The SoftMax function of output layer.
Network context flow generation method of the invention does not need manually to establish Model of network traffic, but by a large amount of
Training data, by CGAN training obtain Model of network traffic, the process required manual intervention is fewer, and can be true to nature
Reflect live network traffic characteristic.The generation model of different scenes, energy are obtained by the live network flow training of different scenes
Enough cope with the complexity and diversity of live network flow.

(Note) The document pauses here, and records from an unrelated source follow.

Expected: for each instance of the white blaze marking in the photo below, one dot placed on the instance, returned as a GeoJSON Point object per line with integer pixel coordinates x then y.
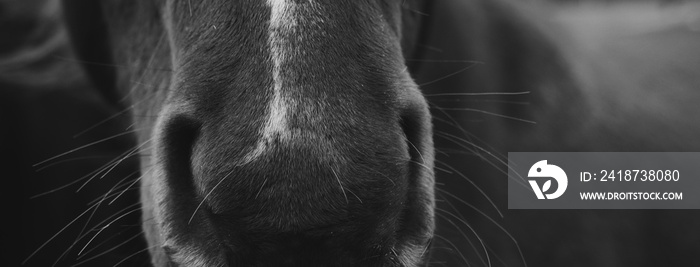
{"type": "Point", "coordinates": [282, 22]}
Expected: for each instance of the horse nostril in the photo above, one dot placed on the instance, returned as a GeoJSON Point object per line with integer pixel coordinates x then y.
{"type": "Point", "coordinates": [174, 160]}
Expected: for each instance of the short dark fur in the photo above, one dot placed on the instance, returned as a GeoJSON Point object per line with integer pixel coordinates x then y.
{"type": "Point", "coordinates": [208, 60]}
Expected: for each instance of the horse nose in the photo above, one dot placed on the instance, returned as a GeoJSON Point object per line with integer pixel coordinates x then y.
{"type": "Point", "coordinates": [322, 166]}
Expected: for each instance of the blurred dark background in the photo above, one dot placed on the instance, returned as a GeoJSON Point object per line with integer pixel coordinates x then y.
{"type": "Point", "coordinates": [47, 108]}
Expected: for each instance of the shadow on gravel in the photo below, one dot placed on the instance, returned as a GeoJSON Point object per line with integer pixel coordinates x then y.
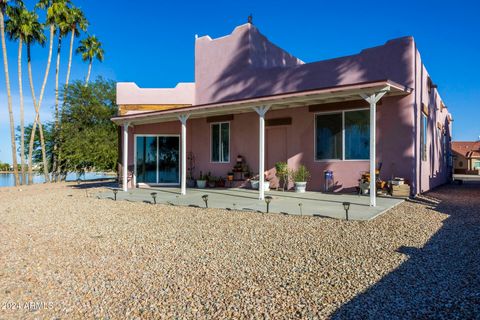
{"type": "Point", "coordinates": [440, 280]}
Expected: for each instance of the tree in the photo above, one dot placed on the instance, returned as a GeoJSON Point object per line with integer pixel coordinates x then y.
{"type": "Point", "coordinates": [3, 8]}
{"type": "Point", "coordinates": [54, 8]}
{"type": "Point", "coordinates": [75, 21]}
{"type": "Point", "coordinates": [34, 35]}
{"type": "Point", "coordinates": [90, 48]}
{"type": "Point", "coordinates": [16, 30]}
{"type": "Point", "coordinates": [90, 141]}
{"type": "Point", "coordinates": [63, 27]}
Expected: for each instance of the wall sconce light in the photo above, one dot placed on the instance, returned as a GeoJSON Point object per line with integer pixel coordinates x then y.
{"type": "Point", "coordinates": [205, 199]}
{"type": "Point", "coordinates": [154, 197]}
{"type": "Point", "coordinates": [346, 207]}
{"type": "Point", "coordinates": [268, 199]}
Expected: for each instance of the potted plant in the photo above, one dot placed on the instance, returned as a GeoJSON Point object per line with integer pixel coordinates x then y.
{"type": "Point", "coordinates": [212, 180]}
{"type": "Point", "coordinates": [300, 177]}
{"type": "Point", "coordinates": [202, 181]}
{"type": "Point", "coordinates": [254, 183]}
{"type": "Point", "coordinates": [281, 171]}
{"type": "Point", "coordinates": [220, 182]}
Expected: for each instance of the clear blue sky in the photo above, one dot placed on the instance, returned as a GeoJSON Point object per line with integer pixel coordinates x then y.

Innovation of the invention essentially consists in application innovation of the CGAN technology in terms of network flow generation, and there is no right
CGAN technology itself improves.
Detailed description of the invention
Fig. 1 is a kind of network context traffic generating system schematic based on condition production confrontation network of the invention.
Fig. 2 is a kind of network context flow generation method flow chart based on condition production confrontation network of the invention.
Fig. 3 is a kind of frame structure of the data packet of network context flow based on condition production confrontation network of the invention
Schematic diagram.
Fig. 4 is LSTM schematic network structure.
Fig. 5 is LSTM network transverse structure schematic diagram.
Fig. 6 is LSTM network hidden neuron schematic network structure.
Fig. 7 is a kind of differentiation mould of network context flow generation method based on condition production confrontation network of the invention
Type structural schematic diagram.
Specific embodiment
In order to make the objectives, technical solutions, and advantages of the present invention clearer, below in conjunction with attached drawing, the present invention is mentioned
The network context flow generation method and system further description based on condition production confrontation network out.It should manage
Solution, specific implementation method described herein are only used to explain the present invention, be not intended to limit the present invention.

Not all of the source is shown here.